Preheat your oven to 190°C (375°F/Gas 5). Cream the butter with the icing sugar and vanilla until it is smooth. Add the flour in four portions, mashing it in well with a wooden spoon after each addition. Mix the nuts through.
Divide the dough into quarters. Dip your fingers in icing sugar and then, from each quarter of dough, roll 10 balls the size of cherry tomatoes. Put on two ungreased baking trays, leaving some space between each ball. Flatten each one a bit, and then dip your thumb in icing sugar and make an indent in each ball. The icing sugar will sit in here and, even if you’re not icing the biscuits, it’ll look good.
Bake one tray at a time for about 15 minutes or until the biscuits are firm and golden, and slightly darker around the edges. Bake for a few more minutes, if necessary. They are delicate, so carefully lift them off the trays and onto racks to cool. Wait until they are completely cold if you are going to ice them, otherwise store them in a biscuit tin.
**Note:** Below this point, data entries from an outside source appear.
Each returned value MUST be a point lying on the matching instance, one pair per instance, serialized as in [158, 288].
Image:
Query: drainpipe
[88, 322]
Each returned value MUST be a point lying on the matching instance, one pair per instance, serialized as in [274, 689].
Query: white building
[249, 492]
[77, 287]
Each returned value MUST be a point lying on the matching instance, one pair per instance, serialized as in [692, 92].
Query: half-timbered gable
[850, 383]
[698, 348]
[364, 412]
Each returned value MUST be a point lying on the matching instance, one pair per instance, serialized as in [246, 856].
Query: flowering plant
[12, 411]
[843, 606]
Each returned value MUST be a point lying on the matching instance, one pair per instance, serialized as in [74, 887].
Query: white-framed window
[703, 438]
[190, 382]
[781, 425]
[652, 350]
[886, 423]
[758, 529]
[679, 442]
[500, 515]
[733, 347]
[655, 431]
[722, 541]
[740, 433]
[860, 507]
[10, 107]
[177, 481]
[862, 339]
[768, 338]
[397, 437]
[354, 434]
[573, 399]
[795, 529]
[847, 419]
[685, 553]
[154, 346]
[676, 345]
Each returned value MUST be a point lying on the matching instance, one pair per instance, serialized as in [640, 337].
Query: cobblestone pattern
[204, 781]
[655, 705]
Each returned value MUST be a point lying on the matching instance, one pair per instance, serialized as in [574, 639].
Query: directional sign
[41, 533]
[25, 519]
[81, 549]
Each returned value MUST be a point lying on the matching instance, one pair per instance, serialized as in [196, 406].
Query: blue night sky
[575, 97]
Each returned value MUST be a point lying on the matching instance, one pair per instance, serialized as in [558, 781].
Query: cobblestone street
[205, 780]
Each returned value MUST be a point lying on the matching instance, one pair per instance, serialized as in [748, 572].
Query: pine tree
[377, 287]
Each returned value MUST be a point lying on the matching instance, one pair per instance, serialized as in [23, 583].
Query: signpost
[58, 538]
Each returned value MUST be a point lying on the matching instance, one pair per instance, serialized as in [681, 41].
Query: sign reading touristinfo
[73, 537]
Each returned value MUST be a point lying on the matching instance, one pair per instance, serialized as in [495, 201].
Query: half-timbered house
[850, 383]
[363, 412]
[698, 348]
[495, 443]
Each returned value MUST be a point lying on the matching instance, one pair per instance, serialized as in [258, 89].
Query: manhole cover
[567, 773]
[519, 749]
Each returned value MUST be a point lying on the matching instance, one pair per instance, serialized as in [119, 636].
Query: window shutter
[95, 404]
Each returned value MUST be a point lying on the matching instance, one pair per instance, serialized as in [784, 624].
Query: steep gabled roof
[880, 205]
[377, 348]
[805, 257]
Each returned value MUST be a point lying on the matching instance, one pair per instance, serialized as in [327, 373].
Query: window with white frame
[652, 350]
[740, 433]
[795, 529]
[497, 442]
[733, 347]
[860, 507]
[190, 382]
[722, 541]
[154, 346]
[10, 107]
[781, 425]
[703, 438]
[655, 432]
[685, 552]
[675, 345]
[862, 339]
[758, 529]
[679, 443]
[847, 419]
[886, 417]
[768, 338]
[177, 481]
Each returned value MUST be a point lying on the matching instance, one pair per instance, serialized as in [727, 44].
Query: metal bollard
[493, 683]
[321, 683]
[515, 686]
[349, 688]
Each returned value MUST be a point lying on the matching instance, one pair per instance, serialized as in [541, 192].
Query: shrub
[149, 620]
To make the icing, cream together the icing sugar, butter, vanilla and milk until completely smooth. You may need to use more or less milk to get a soft, buttery consistency. Add the food colouring, mixing it in well. If you are not ready to ice the biscuits immediately, cover the bowl with a wet paper towel.
Use a small butter knife or a teaspoon to spread the icing quite rustically into and over the indentations in the biscuits. When the icing has hardened a little, store the biscuits in a tin. They keep very well at room temperature.